O investimento em construção permanece em situação delicada. Trata-se do setor mais atingido pela recessão brasileira de 2015 e 2016, com encolhimento acumulado de 30% entre o começo de 2014 e o final de 2018, e destruição líquida de mais de 1 milhão de postos de trabalho. Embora seja possível observar alguma melhora no setor habitacional, com aceleração de lançamentos de novas unidades e reduções nos números de distratos, o fato é que o setor de construção pesada ainda enfrenta restrições severas, tanto pelo lado da demanda - pois os investimentos públicos se encontram em seus patamares mínimos devido à crise fiscal - quanto pelo lado da oferta - em que as grandes construtoras ainda estão às voltas com seus acordos de leniência devido à Operação Lava-Jato.

As exportações, embora tenham apresentado comportamento dinâmico entre 2017 e meados de 2018, passaram a ser impactadas pela atual conjuntura internacional adversa. As revisões para baixo das expectativas de crescimento mundial, bem como os potenciais efeitos de uma escalada da guerra comercial entre EUA e China demandam cautela em relação às perspectivas para as exportações brasileiras em 2019. Além disso, a crise argentina, ocorrida em meados de 2018, também é um fator contrário à retomada de um ritmo mais intenso das vendas externas. Dessa forma, caso venha a ocorrer, a aceleração das exportações deve ser bastante limitada ao longo de 2019.

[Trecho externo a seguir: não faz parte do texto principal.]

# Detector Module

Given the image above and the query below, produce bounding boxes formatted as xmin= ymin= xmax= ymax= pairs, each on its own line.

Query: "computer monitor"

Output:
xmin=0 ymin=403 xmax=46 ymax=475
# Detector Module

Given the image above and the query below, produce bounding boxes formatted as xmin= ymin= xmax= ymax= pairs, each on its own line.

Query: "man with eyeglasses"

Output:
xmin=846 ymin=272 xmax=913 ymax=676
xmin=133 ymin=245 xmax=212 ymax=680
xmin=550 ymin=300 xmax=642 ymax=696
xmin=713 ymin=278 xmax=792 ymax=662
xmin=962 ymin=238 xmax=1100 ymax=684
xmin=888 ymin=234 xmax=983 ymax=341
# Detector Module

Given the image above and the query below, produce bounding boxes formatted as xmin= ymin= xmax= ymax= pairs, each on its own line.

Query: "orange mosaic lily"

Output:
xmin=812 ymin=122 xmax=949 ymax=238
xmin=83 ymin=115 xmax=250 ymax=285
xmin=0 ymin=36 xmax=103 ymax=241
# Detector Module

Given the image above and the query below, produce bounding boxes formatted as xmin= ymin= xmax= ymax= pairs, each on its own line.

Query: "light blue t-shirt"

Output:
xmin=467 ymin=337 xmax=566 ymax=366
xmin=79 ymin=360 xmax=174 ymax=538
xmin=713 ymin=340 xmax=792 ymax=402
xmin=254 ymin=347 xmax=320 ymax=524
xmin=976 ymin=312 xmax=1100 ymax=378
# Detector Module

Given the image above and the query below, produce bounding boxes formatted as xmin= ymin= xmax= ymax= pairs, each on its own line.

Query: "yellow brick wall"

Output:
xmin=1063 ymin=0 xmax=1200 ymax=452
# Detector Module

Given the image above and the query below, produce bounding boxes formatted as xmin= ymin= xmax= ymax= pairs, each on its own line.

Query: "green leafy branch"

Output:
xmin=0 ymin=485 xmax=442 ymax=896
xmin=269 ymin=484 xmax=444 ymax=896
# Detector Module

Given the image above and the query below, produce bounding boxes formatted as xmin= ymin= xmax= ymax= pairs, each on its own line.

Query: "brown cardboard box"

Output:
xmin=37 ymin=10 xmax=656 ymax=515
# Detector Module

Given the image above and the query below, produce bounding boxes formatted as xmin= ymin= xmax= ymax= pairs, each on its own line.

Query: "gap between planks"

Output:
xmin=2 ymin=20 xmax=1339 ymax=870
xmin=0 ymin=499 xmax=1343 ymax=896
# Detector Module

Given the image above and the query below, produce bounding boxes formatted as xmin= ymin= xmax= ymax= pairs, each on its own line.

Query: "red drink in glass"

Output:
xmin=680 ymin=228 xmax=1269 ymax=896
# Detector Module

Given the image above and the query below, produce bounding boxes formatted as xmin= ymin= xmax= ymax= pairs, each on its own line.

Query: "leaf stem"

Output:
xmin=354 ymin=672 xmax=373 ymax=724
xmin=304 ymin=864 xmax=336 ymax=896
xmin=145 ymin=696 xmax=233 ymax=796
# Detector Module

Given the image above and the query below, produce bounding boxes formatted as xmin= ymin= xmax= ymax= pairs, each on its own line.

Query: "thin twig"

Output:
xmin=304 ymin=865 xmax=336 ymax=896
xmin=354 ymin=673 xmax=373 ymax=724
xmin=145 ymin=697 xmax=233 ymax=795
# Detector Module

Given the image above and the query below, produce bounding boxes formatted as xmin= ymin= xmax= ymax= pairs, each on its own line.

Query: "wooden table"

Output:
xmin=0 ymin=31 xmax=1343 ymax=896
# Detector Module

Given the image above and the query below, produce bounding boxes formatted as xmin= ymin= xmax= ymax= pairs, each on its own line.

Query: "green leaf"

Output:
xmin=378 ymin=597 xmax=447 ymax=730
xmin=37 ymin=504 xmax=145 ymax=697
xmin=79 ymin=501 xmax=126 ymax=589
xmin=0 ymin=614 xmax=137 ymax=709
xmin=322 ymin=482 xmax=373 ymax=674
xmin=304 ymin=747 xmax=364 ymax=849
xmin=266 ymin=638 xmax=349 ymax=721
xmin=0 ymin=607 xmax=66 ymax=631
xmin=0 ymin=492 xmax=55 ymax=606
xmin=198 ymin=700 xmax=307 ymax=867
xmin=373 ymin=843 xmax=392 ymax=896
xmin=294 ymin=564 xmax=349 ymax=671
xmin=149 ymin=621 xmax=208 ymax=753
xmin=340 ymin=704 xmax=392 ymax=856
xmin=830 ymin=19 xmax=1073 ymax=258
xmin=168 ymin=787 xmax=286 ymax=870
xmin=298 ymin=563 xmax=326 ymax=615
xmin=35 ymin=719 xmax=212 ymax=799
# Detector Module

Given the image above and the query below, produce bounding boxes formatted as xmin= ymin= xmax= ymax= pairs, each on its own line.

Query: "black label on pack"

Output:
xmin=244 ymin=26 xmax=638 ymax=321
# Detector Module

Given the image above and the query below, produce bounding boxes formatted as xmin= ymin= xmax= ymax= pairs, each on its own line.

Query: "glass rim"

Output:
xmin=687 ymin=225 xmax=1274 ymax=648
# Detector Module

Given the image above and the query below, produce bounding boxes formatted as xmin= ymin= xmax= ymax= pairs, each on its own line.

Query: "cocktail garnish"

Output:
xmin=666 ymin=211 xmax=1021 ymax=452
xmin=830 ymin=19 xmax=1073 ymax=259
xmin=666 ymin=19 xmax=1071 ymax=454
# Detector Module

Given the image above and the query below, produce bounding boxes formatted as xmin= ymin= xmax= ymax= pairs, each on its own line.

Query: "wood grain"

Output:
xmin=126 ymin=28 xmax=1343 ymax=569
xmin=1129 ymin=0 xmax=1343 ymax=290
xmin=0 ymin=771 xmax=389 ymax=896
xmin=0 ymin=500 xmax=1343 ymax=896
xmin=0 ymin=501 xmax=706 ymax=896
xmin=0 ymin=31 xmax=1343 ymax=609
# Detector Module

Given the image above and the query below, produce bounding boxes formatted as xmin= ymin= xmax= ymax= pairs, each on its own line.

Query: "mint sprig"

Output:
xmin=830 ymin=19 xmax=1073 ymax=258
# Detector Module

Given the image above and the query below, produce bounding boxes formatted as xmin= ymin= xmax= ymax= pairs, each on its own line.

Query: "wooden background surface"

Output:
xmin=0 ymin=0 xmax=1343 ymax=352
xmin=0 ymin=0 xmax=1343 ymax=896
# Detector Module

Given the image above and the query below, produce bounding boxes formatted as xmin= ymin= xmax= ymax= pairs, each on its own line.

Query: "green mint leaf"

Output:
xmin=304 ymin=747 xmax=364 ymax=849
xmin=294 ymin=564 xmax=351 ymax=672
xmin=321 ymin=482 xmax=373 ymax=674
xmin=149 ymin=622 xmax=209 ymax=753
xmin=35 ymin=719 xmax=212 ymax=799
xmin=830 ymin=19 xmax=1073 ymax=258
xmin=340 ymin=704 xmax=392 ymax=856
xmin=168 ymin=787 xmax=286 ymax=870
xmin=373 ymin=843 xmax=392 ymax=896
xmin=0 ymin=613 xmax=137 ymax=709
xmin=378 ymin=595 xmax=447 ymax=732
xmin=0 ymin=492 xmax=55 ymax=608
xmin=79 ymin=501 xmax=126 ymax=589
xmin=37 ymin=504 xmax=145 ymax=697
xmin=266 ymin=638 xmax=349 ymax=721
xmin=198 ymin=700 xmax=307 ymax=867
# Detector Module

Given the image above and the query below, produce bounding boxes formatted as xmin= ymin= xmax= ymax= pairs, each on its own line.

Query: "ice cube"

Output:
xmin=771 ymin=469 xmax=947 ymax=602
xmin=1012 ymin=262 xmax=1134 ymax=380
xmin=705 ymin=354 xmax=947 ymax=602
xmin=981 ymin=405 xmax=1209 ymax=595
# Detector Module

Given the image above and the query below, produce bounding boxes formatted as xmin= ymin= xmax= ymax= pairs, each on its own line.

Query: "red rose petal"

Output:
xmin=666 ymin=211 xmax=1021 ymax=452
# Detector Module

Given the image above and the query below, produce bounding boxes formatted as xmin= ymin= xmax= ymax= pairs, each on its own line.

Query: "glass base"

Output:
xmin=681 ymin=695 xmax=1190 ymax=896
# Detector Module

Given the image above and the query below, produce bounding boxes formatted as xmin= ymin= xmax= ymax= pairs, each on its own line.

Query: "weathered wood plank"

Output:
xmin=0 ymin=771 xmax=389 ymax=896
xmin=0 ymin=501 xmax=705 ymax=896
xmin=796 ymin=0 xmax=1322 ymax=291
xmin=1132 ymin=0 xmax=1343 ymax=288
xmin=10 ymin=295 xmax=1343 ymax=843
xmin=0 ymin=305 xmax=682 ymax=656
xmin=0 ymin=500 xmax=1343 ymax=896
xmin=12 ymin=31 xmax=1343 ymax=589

Os gastos do governo, mensurados pelas despesas do governo central, apresentaram, entre 1997 e 2015, crescimento real de 6% ao ano. Desde então há forte inflexão. Entre 2016 e 2018 os gastos permaneceram praticamente estagnados. Em vista da atual situação fiscal do Estado brasileiro é pouco provável que o cenário de baixo crescimento dos gastos do governo seja revertido em 2019, mesmo com alguma folga no teto de gastos. Dessa forma, o impulso fiscal para a atividade econômica tende a continuar no território neutro/negativo.

Resumidamente, todos os componentes autônomos da demanda agregada, que têm capacidade de liderar o crescimento no curto prazo, não apresentam, por ora, qualquer dinâmica de aceleração clara. Na verdade, os dados indicam que os gastos autônomos perderam tração na segunda metade de 2018, revertendo o processo que se iniciou em 2017.

Diante das limitações dos componentes autônomos da demanda agregada, a tendência é que a atividade econômica acelere pouco em 2019, situando-se, provavelmente, abaixo dos 2%, e não em 2,5% como indicado pela mediana das projeções de mercado.”